3. **Home Mixer**: The conductor that queries both, merges them, and ranks them.

## The "Special Sauce"
- **No manual features.** They deleted all the hand-engineered heuristics. The ranking is done by a **Grok-based transformer** (`PhoenixScorer`) that looks at your interaction history and the tweet to predict engagement (like, reply, repost, etc.).
- **Weighted Scoring.** The final score is just a linear combination of those predicted probabilities (e.g., `10 * P(Like) + 20 * P(Repost) - 50 * P(Report)`).
- **Fail-Open.** The pipeline is designed to keep serving a feed even if individual filters or components crash.
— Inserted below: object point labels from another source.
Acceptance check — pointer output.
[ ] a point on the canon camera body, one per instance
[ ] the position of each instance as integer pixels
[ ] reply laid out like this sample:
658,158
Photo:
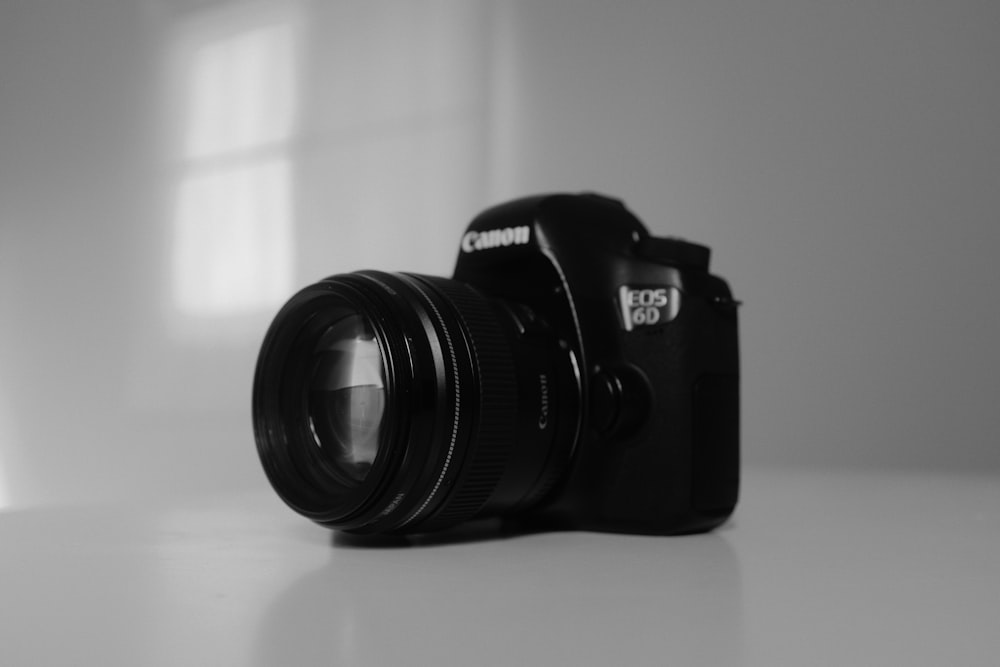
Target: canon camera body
576,372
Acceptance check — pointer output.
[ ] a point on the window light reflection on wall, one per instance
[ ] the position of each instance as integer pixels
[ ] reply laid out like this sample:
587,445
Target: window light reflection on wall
233,216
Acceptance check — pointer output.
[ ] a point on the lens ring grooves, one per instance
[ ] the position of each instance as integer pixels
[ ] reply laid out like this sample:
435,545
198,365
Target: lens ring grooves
453,363
496,406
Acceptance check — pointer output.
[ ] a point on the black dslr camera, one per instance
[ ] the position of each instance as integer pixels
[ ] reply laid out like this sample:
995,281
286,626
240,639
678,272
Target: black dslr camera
575,373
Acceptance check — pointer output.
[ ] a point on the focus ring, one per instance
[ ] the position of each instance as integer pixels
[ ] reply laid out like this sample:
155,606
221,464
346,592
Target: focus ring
492,435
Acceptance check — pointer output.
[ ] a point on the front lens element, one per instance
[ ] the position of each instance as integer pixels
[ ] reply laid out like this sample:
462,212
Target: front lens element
347,399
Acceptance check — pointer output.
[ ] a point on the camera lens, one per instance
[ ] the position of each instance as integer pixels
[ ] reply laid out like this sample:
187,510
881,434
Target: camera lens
347,398
391,402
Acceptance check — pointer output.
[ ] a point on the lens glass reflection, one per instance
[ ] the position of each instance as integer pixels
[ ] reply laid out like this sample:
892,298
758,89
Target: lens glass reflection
347,399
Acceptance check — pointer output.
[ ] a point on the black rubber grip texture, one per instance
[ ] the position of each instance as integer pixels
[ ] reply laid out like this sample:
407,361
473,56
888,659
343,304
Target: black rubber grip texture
494,413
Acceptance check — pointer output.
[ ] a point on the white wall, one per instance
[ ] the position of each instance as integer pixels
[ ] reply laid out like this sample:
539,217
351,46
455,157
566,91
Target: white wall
842,160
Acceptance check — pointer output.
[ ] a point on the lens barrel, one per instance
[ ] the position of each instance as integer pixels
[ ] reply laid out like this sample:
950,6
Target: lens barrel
400,403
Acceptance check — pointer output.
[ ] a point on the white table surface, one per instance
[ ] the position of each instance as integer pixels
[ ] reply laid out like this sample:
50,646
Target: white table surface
816,568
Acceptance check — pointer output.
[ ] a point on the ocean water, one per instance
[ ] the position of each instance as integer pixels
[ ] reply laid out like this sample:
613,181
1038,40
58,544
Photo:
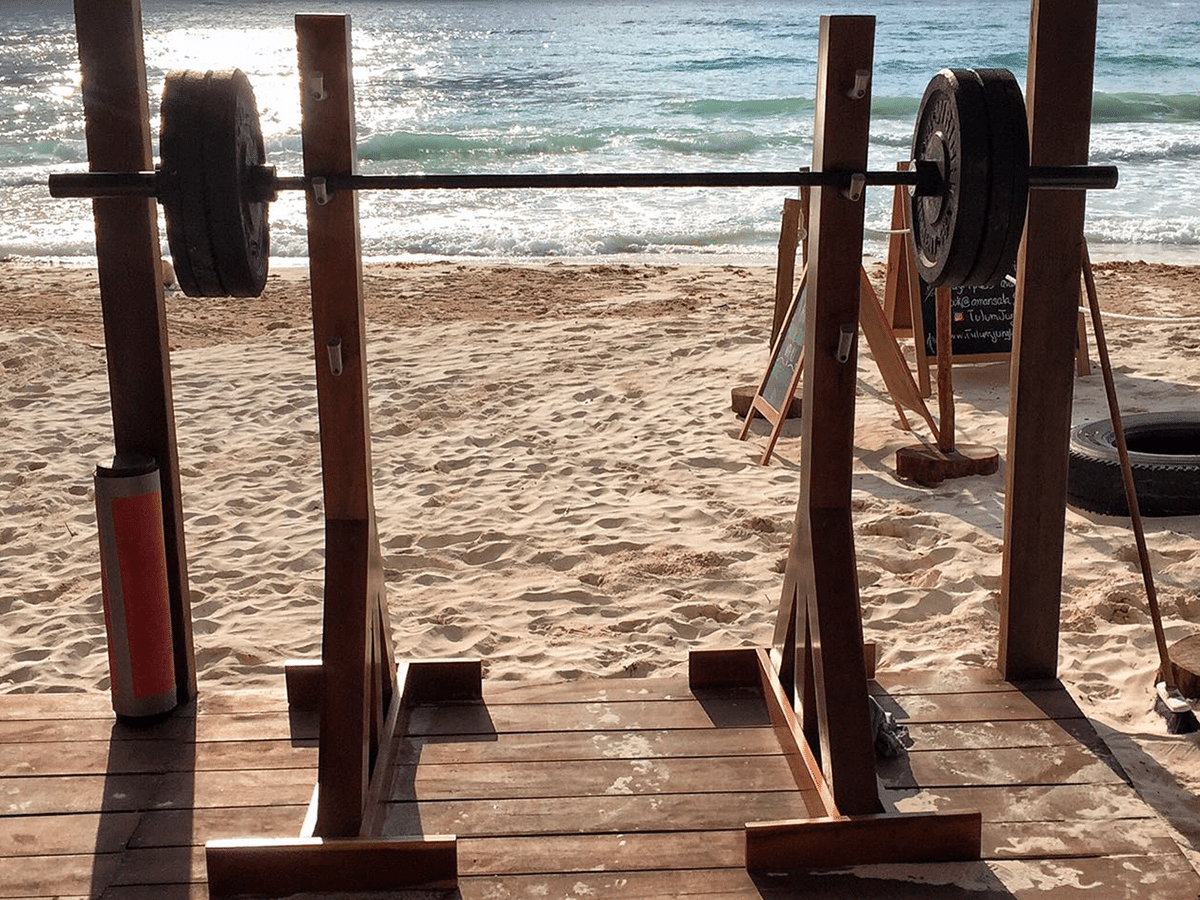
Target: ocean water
571,85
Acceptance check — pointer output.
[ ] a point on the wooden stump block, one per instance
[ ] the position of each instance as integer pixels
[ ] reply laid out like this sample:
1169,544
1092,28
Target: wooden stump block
744,396
1186,666
929,466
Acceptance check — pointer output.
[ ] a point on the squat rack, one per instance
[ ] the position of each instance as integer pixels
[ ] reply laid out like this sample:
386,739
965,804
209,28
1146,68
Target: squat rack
817,654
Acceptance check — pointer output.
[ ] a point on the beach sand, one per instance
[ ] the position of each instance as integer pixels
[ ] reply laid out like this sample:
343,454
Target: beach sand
559,486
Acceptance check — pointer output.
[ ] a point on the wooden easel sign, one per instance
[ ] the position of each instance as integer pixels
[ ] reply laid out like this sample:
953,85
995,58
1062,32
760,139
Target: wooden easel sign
783,375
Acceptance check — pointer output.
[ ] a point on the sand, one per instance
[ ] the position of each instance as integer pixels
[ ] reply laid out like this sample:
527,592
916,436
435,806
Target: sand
559,486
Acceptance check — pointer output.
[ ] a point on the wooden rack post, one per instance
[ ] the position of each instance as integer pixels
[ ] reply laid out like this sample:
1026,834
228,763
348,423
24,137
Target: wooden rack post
361,706
359,671
130,271
819,633
831,376
1062,52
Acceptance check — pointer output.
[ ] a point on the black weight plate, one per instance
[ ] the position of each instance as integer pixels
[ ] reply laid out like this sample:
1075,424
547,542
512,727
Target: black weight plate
181,185
1009,186
210,142
952,131
240,235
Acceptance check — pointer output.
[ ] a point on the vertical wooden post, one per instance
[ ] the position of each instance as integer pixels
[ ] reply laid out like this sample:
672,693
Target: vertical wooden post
785,265
900,286
1062,51
130,271
359,672
945,372
825,546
## How to Hack the Algo (Legally)
Based on `WeightedScorer.rs`, here is what boosts your score:
* **The Big 3:** Likes, Reposts, and Replies are the core positive signals.
* **Dwell Time:** `DWELL_WEIGHT` and `CONT_DWELL_TIME_WEIGHT` are real. If people stop scrolling to read your thread, you win.
* **Visuals:** `PHOTO_EXPAND_WEIGHT` and `VQV_WEIGHT` (Video Quality View) exist.
* *Tip:* Videos must exceed a minimum duration to qualify for the boost.
* **Shares:** Sharing via DM or Copy Link are tracked explicitly.
* **Don't Spam:** The `AuthorDiversityScorer` applies a decay factor to multiple posts from the same author in a single feed session.

## Architecture Breakdown

### 1. Home Mixer (Rust)
The orchestration server. It builds a `PhoenixCandidatePipeline` which:
- **Fetches:**
- `ThunderSource` (In-network)
- `PhoenixSource` (Out-of-network)
- **Filters:**
- Safety (Violence, Gore, etc.)
- De-duplication
- "Previously seen" checks
- **Scores:**
- `PhoenixScorer` (The heavy ML lifter)
- `AuthorDiversityScorer` (Prevent one person from flooding your feed)
- `WeightedScorer` (Combines the signals)

### 2. Thunder (Rust)
A custom in-memory database built on `DashMap`.
- Listens to Kafka for new tweets/deletes.
- Keeps tweets in RAM for super-fast "People you follow" lookups.
- Separates "Original posts" from "Replies" to make feed construction easier.

### 3. Phoenix (Python/JAX)
The ML brain.
- **Retrieval:** Uses Two-Tower models to find relevant candidates from the global firehose.
- **Ranking:** Runs the Grok transformer to score candidates.

## TL;DR of the TL;DR
Rust handles the plumbing and speed (Thunder/Mixer), while a massive Grok model (Phoenix) decides what's actually interesting.